In the case of Forever 21, which had roughly 500 stores at the time of its bankruptcy, Simon and Brookfield controlled about 300 of them, and negotiated with the remaining 200, said Harris.
“They went and looked at store locations subject to leases with other landlords, and negotiated with the landlords there, people like themselves, and said, ‘Would you like to keep the store open or not? And, if you want us to keep it open, here’s the adjustments we’re going to need to our rent obligations. Otherwise, we’re just going to shut it down, liquidate the inventory, and you’re gonna have a dark story in your mall,’” Harris added.
It’s one of the benefits of buying JCPenney, and other retail tenants, out of bankruptcy. “They get to effectively make those kinds of decisions and walk away from those leases without any real liability associated with it,” said Harris.
“[As a landlord] you’re going to own the underlying property, you’re gonna own the businesses that occupy the property, and you don’t really have a choice,” Harris said. “So, unless you’re gonna have your mall half-empty, or close it and repurpose your real estate for something else, you got to keep the lights on, you got to keep the businesses operating.”
Is there a world in which mall department stores are, in fact, repurposed?
“The argument from the shareholders was that they weren’t given an opportunity to do a genuine reorganization,” said James Silver, a partner at Kelley Kronenberg and the head of the law firm’s commercial creditors rights bankruptcy practice. “The sale was pushed by the lenders.”
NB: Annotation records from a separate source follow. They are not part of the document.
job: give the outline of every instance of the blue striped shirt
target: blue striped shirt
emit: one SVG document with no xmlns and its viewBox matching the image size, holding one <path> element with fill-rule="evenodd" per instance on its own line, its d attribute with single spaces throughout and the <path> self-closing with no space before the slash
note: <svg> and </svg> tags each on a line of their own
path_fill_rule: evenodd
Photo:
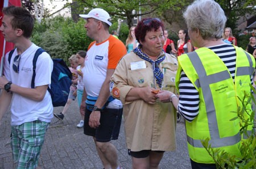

At several points in the case it was rumored and reported that Amazon was in talks with Simon over JCPenney’s real estate. But looking back that does not appear to be the case. “I think this whole Amazon thing, it was made into something by some people who want it to be true,” said Chopp, who advises retailers on logistic conversions. “Amazon doesn’t need to buy JCPenney’s carcass.”
“There have been suggestions that this bankruptcy was artificially manufactured and we imposed a fake emergency with the intention of escaping legal review,” Joshua Sussberg, the Kirkland & Ellis attorney representing JCPenney, said during a court hearing in November. “Nothing could be further from the truth.”
Additionally, online purchases over the last 2 years has taken the lion's share of holiday spending.
If the shareholders are in fact wrong and the only buyers for JCPenney were the landlords hoping to avoid the fallout then how long will it be before a reckoning over mall real estate arrives.